A: Aja. ¿Os gustaría que pasara eso?
W: Sé que es muy improbable mientras conserve el favor del rey, aunque puede que esto no dure siempre. De cualquier modo, existen otras maneras. Podría desaparecer y ser interrogada… informalmente, por decirlo así.
A: ¿Nolieti?
W: No he… discutido el tema con él, pero sé de buena tinta que se prestaría con sumo gusto a hacerlo. Alberga la decidida sospecha de que esa mujer dio muerte a un reo al que estaba sometiendo a un interrogatorio.
A: Sí, también me lo mencionó a mí.
W: ¿Y no pensáis hacer nada al respecto?
A: Le dije que debería tener más cuidado.
W: Mmmm. En cualquier caso, de este modo podríamos desenmascararla, aunque sería un poco arriesgado y después habría que matarla. Tratar de arrebatarle el favor del rey podría llevarnos más tiempo y en caso de que hubiera que acelerar las cosas, cosa que entra dentro de lo posible, podría acarrear riesgos no mucho menores que los del primer plan.
A: Salta a la vista que habéis dedicado bastante tiempo a reflexionar sobre el asunto.
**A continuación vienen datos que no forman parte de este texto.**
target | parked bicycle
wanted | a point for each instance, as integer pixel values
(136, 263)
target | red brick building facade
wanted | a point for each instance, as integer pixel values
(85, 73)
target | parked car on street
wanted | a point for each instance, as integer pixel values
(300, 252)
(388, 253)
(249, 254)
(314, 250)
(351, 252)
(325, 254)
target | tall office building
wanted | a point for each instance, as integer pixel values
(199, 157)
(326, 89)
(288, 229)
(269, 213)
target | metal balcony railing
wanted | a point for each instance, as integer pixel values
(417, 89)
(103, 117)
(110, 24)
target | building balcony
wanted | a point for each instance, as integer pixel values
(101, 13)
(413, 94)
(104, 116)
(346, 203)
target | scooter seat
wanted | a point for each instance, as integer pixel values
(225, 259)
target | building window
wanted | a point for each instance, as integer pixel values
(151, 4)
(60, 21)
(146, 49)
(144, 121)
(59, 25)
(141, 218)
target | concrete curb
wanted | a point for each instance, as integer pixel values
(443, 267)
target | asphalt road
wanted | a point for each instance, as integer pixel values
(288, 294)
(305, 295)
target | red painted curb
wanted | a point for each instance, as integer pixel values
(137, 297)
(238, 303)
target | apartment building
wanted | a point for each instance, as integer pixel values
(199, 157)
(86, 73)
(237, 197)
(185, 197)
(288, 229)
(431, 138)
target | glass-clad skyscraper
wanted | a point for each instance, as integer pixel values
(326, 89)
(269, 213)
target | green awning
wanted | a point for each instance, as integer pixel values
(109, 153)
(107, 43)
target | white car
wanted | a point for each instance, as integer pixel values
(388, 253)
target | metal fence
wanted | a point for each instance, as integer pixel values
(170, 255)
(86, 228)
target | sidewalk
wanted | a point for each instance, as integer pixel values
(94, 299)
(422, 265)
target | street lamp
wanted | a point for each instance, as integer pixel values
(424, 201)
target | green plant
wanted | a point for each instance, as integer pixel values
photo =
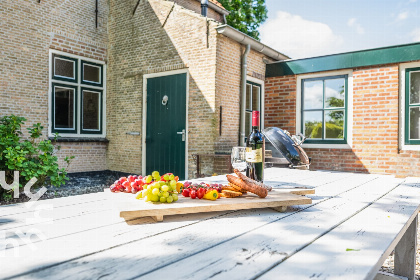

W: Naturalmente. Pero para secuestrarla sin que se enterara el rey, la ayuda del comandante de la Guardia sería crucial.
A: Sí, ¿verdad?
W: ¿Y bien? ¿Estaríais dispuesto a ayudar?
A: ¿Cómo?
W: Proporcionando los hombres, por ejemplo.
A: Creo que no. Podría producirse una batalla campal entre guardias del palacio, cosa que sería intolerable.
W: Bueno, ¿y de alguna otra forma?
A: ¿Otra forma?
W: ¡Maldita sea, hombre! ¡Ya sabéis a qué me refiero!
A: ¿Soldados que miren en otra dirección en el momento adecuado? ¿Huecos en las guardias? ¿Cosas así?
W: Sí, justo.
A: Pecados de omisión y no de comisión.
W: Expresadlo como os plazca. Son los actos, o la ausencia de ellos, lo que a mí me interesa.